その言葉通り、新型「フォレスター」にパワフルな2リッター・ターボは用意されていない。あるのは最高出力184馬力/最大トルク239Nmの2.5リッターNAエンジンと、最高出力145馬力/最大トルク188Nmの2リッターハイブリッドの2種類。日本に導入されない海外仕様には、もう1種類のエンジンがあるが、それも最高出力156馬力/最大トルク196Nmの2リッターNAエンジンだ。

スバル=ハイパフォーマンスという
印象はぬぐえないものの…

Photo:SUBARU

 一方で、先代までに用意されていた2リッター・ターボエンジンは、最高出力280馬力/最大トルク350Nm。確かにこのエンジンは強力で、SUVとは思えないような痛快さを味わわせてくれた。また、スバル車は、「ぶつからないクルマ」のアイサイトのような安全面だけでなく、そうしたハイパフォーマンスな走りも魅力のひとつである。1990年代から2000年代にかけて約20年間にわたってWRC(世界ラリー選手権)に参戦したスバルの活躍を知る世代のファンにとっては、スバル=ハイパフォーマンスという印象はぬぐえないだろう。

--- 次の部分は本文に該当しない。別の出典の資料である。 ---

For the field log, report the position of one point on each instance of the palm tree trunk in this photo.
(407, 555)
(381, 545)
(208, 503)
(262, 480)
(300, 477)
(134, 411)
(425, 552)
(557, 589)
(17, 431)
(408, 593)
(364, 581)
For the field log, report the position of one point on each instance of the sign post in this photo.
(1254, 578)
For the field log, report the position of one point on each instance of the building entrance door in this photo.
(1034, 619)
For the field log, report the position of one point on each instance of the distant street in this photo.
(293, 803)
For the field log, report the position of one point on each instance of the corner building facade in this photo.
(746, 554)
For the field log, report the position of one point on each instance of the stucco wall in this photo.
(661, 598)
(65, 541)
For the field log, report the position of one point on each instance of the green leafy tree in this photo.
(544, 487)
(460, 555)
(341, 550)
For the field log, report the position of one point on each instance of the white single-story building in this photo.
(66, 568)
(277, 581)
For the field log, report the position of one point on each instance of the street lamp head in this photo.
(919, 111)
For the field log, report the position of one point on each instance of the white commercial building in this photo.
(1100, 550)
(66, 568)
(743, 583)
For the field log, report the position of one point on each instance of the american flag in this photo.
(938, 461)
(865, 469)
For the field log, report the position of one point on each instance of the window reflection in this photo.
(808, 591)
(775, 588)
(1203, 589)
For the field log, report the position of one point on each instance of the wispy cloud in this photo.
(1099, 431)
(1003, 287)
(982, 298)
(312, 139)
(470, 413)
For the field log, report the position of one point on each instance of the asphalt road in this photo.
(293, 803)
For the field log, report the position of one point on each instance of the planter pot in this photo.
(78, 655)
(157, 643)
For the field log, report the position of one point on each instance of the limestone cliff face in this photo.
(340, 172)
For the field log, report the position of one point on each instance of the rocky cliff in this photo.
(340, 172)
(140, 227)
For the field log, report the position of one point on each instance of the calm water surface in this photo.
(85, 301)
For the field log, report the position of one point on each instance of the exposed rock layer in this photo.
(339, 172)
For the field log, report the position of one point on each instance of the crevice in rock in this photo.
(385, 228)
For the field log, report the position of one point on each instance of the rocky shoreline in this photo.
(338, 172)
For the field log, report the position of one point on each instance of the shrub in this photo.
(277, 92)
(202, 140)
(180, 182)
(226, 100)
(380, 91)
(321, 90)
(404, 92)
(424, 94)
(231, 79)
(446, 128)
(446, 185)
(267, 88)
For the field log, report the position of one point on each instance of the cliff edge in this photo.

 ところが、新しくなった「フォレスター」には、そうしたハイパフォーマンスを体現するグレードが用意されていなかったのだ。「残念だ」という声があがるのも理解できる。

 しかし、時代は移ろいゆくもの。

 燃費を気にせず、思う存分に走りを追求できる時代は過ぎ去った。世界的に求められているのは優れた環境性能だ。地球環境のために、「いかにCO2排出量を減らすのか!」というのが大命題に浮上している。